And generous purses don't hurt, either: The crews of six boats split more than $28,000 in prize money from last weekend's tournament.
Such events are multiplying like plankton, with a dozen major tournaments in California and dozens more in other coastal states. Mako, thresher and blue shark inhabit the waters off Southern California.
But the tournaments are not without their controversy. South Coast Sportfishing Magazine, a leading regional publication, does not promote tournaments with cash prizes because they can lead to "over-utilization of resources," senior editor Richard Heldt said.
"Sharks are a part of a bigger system," he said. "If you take too many out, then you're going to have problems."
Rights for Shark Hunters
The Department of Fish and Game, which allows unlimited sportfishing of sharks, says recreational fishermen should be able to stalk shark with the same abandon as commercial fishermen, who haul in about 4 million pounds annually.
Nobody disputes that shark tournaments represent the average guy's only opportunity to participate in the sort of big-game fishing adventures immortalized by Ernest Hemingway. Stakes in tournaments for such billfish as marlin can run as high as $600,000, but the cost of equipment and travel arrangements to such contests are out of reach of many fishermen, said Mike Leech, operations director of the International Game Fish Assn.
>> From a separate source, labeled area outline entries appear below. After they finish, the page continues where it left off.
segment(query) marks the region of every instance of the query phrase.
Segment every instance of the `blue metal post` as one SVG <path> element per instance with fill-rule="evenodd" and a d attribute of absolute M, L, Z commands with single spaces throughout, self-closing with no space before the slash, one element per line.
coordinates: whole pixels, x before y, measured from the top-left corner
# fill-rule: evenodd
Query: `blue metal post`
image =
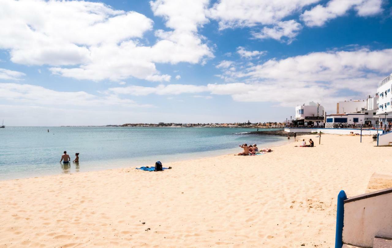
<path fill-rule="evenodd" d="M 344 190 L 340 190 L 338 195 L 338 208 L 336 211 L 336 233 L 335 236 L 335 248 L 341 248 L 343 246 L 343 220 L 344 219 L 344 200 L 347 196 Z"/>

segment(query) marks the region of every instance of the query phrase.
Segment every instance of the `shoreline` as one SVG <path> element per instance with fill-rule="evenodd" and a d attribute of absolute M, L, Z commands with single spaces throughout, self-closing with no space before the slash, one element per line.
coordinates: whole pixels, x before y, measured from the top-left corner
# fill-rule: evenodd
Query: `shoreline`
<path fill-rule="evenodd" d="M 267 143 L 268 145 L 267 146 L 269 147 L 279 147 L 282 145 L 284 145 L 287 143 L 291 143 L 294 141 L 291 141 L 290 139 L 290 141 L 287 141 L 287 140 L 283 140 L 281 141 L 274 141 L 272 142 L 268 142 Z M 269 144 L 271 144 L 272 145 L 270 145 Z M 177 153 L 173 154 L 169 154 L 169 156 L 171 156 L 172 157 L 176 157 L 176 158 L 174 158 L 174 159 L 169 159 L 163 161 L 163 160 L 162 161 L 163 163 L 163 167 L 165 167 L 165 164 L 169 163 L 172 163 L 175 162 L 187 162 L 189 161 L 192 161 L 195 159 L 201 159 L 203 158 L 207 158 L 209 157 L 220 157 L 221 156 L 225 156 L 227 155 L 230 155 L 232 154 L 237 154 L 240 152 L 241 150 L 241 149 L 240 149 L 238 147 L 233 147 L 232 148 L 230 148 L 228 149 L 223 149 L 217 150 L 214 150 L 212 151 L 203 151 L 203 152 L 191 152 L 189 153 Z M 215 153 L 219 153 L 220 152 L 229 152 L 228 153 L 223 153 L 220 155 L 216 155 Z M 167 155 L 165 155 L 167 156 Z M 154 159 L 160 159 L 154 158 L 152 159 L 152 158 L 154 157 L 158 157 L 159 156 L 148 156 L 146 157 L 141 157 L 137 158 L 137 159 L 135 159 L 134 161 L 131 160 L 131 163 L 132 164 L 132 165 L 129 166 L 125 166 L 125 164 L 126 163 L 128 163 L 130 161 L 130 159 L 128 158 L 118 159 L 112 159 L 110 160 L 97 160 L 97 161 L 89 161 L 87 162 L 81 162 L 79 164 L 79 166 L 80 167 L 82 167 L 83 165 L 83 163 L 85 164 L 88 164 L 89 165 L 91 164 L 94 164 L 96 165 L 98 165 L 98 168 L 97 169 L 94 169 L 94 168 L 90 168 L 86 170 L 82 170 L 82 171 L 78 172 L 71 172 L 70 170 L 71 168 L 70 168 L 70 171 L 69 172 L 65 173 L 64 172 L 62 172 L 61 173 L 52 173 L 51 172 L 48 173 L 47 174 L 41 174 L 37 176 L 22 176 L 22 177 L 18 177 L 14 178 L 5 178 L 5 179 L 2 179 L 0 178 L 0 182 L 9 181 L 9 180 L 22 180 L 25 179 L 28 179 L 30 178 L 40 178 L 41 177 L 47 177 L 50 176 L 56 176 L 60 175 L 64 175 L 64 174 L 73 174 L 79 173 L 83 173 L 89 172 L 101 172 L 105 171 L 107 170 L 116 170 L 116 169 L 125 169 L 125 168 L 131 168 L 133 167 L 140 167 L 142 166 L 154 166 L 154 163 L 156 161 Z M 185 158 L 186 157 L 190 157 L 189 159 Z M 143 162 L 137 162 L 138 160 L 142 160 L 143 161 Z M 147 161 L 147 160 L 151 160 L 151 161 Z M 154 161 L 154 162 L 152 162 Z M 100 167 L 100 165 L 103 165 L 106 164 L 108 163 L 112 163 L 114 165 L 119 165 L 119 166 L 115 166 L 114 167 L 110 168 L 99 168 Z M 62 163 L 60 165 L 62 165 Z M 70 163 L 68 166 L 75 166 L 75 164 L 73 163 Z"/>
<path fill-rule="evenodd" d="M 276 147 L 281 145 L 284 145 L 291 142 L 291 139 L 290 141 L 283 139 L 270 142 L 267 142 L 265 144 L 266 144 L 267 146 L 269 147 Z M 261 145 L 263 146 L 264 144 L 262 144 Z M 151 167 L 154 166 L 154 163 L 158 160 L 160 161 L 163 163 L 164 167 L 164 165 L 168 163 L 185 161 L 204 158 L 214 157 L 221 156 L 230 155 L 230 154 L 236 154 L 240 152 L 240 150 L 241 149 L 239 149 L 238 147 L 234 147 L 229 148 L 224 148 L 211 151 L 195 152 L 190 153 L 149 155 L 137 157 L 122 158 L 110 160 L 82 161 L 79 164 L 80 168 L 78 169 L 78 170 L 80 170 L 80 171 L 74 171 L 75 170 L 75 164 L 73 163 L 71 163 L 69 165 L 67 165 L 67 167 L 69 168 L 67 170 L 67 172 L 64 172 L 64 170 L 62 169 L 62 166 L 63 165 L 63 164 L 62 163 L 59 164 L 58 162 L 53 162 L 53 165 L 54 166 L 58 167 L 59 165 L 60 165 L 63 171 L 62 172 L 59 171 L 57 173 L 53 172 L 45 172 L 38 175 L 34 174 L 34 173 L 32 173 L 31 175 L 26 175 L 25 176 L 23 176 L 22 174 L 20 176 L 18 176 L 17 175 L 16 175 L 15 176 L 10 176 L 13 175 L 14 174 L 9 173 L 6 175 L 4 179 L 3 178 L 0 178 L 0 182 L 10 180 L 23 179 L 31 178 L 40 177 L 42 177 L 55 176 L 62 174 L 75 174 L 91 172 L 103 171 L 107 170 L 122 169 L 130 168 L 131 167 Z M 219 154 L 220 153 L 222 153 L 218 155 L 216 154 Z M 166 158 L 166 157 L 168 157 Z M 164 159 L 162 159 L 163 158 L 164 158 Z M 114 165 L 115 165 L 112 166 L 110 168 L 104 168 L 104 167 L 106 167 L 105 165 L 107 164 Z M 129 164 L 131 165 L 127 165 Z M 54 165 L 56 165 L 55 166 Z M 84 167 L 83 165 L 85 166 Z M 27 166 L 28 166 L 28 165 Z M 86 168 L 87 168 L 86 169 Z"/>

"It's a poor man's billfish competition," said Larry Hagebusch, a distributor of scuba-diving equipment who served as the Oxnard tournament's president. "You don't have to have a big boat or sophisticated equipment or go to an exotic location. You can just go out there and get one."
And even if shark are easier and less expensive to catch than their more prestigious and elusive brethren, they still offer the thrill of the hunt, he said.
"They put up a fight. They leap across the water. They greyhound. They tail-walk."
That description also fit the anglers themselves at a pre-tournament meeting.
An organizer, Torbin Frederiksen, a 37-year-old truck repair shop operator who is built like a bouncer, strained to keep order amid a rising tide of catcalls and jeers. The crowd complained loudly when he explained that a catch from waters recently fished by another competitor could be disqualified. A timid question as to whether fly rods would be allowed drew rowdy guffaws. But it was word that, yes, sharks could be attracted by dumping mammal blood that elicited the loudest response--an unbridled cheer.
If shark fishing is high-powered adventure, you couldn't tell it from the first three hours of competition on the Partnership. One of the 34-foot boat's two engines conked out, causing a two-hour delay. When crew members arrived at a desired spot off Malibu, they found it was already taken.
They spent an hour "priming" the water around their boat with a secret mixture of mackerel parts obtained from a cat food processor before the first strike. By that time, the anglers had practically given up hope.
"I've never had so much trouble fishing in one day in all my life," said Dick Christensen, a 55-year-old dental technician from Oxnard and the boat's skipper.
Around 10 a.m., with one angler taking a nap, another in the head and a third having just finished tinkering with the radio, crew member Chris Larsen yelled: "Shark!"